Tried the different input options (i.e. loffset) in TimeGrouper but doesn't work.
Any suggestion will be really appreciated!
The problem can be solved by adding closed = 'left'
df.groupby(pd.TimeGrouper('6M', closed = 'left')).aggregate(numpy.sum)
TimeGrouper that is suggested in other answers is deprecated and will be removed from Pandas. It is replaced with Grouper. So a solution to your question using Grouper is:
df.groupby(pd.Grouper(freq='6M', closed='left')).aggregate(numpy.sum)
This is a workaround for what seems a bug, but give it a try and see if it works for you.
In [121]: ts = pandas.date_range('7/1/2008', periods=30, freq='MS')
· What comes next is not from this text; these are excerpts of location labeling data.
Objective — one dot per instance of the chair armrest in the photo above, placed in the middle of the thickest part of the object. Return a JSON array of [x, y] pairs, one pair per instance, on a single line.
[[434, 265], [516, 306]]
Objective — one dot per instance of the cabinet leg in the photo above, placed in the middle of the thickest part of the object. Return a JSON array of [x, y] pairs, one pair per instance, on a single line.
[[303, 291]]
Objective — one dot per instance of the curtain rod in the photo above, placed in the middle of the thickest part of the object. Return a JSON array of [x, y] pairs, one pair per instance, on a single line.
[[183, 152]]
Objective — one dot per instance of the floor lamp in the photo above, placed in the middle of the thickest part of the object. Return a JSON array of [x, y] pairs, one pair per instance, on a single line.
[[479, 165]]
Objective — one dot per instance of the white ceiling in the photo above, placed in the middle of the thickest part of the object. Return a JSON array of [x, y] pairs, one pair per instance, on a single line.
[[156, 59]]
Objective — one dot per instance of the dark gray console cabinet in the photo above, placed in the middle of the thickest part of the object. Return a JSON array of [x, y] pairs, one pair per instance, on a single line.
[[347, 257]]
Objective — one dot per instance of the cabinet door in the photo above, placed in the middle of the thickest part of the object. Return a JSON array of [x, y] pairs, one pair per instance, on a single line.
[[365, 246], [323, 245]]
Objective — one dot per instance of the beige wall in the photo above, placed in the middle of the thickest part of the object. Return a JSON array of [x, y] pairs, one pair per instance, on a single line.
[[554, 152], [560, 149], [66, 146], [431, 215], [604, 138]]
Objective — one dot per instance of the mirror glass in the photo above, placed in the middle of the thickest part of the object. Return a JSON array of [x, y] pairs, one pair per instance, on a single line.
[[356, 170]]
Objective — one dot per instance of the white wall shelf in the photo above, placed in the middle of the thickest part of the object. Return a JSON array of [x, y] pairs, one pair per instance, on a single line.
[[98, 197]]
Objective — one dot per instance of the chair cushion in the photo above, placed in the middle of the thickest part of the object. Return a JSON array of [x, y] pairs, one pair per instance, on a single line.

In [122]: df = pandas.DataFrame(pandas.Series(range(len(ts)), index=ts))
In [124]: df[0] += 1
In [125]: df
Out[125]:
0
2008-07-01 1
2008-08-01 2
2008-09-01 3
2008-10-01 4
2008-11-01 5
2008-12-01 6
2009-01-01 7
2009-02-01 8
2009-03-01 9
2009-04-01 10
2009-05-01 11
2009-06-01 12
2009-07-01 13
2009-08-01 14
2009-09-01 15
2009-10-01 16
2009-11-01 17
2009-12-01 18
2010-01-01 19
2010-02-01 20
2010-03-01 21
2010-04-01 22
2010-05-01 23
2010-06-01 24
2010-07-01 25
2010-08-01 26
2010-09-01 27
2010-10-01 28
2010-11-01 29
2010-12-01 30
I've used integers to help confirm that the sums are correct. The workaround that seems to work is to add a month to the front of the dataframe to trick the TimeGrouper into doing what you need.
In [127]: df2 = pandas.DataFrame([0], index = [df.index.shift(-1, freq='MS')[0]])
In [129]: df2.append(df).groupby(pandas.TimeGrouper(freq='6M')).aggregate(numpy.sum)[1:]
Out[129]:
0
2008-12-31 21
2009-06-30 57
2009-12-31 93
2010-06-30 129
2010-12-31 165
Note the final [1:] is there to trim off the first group.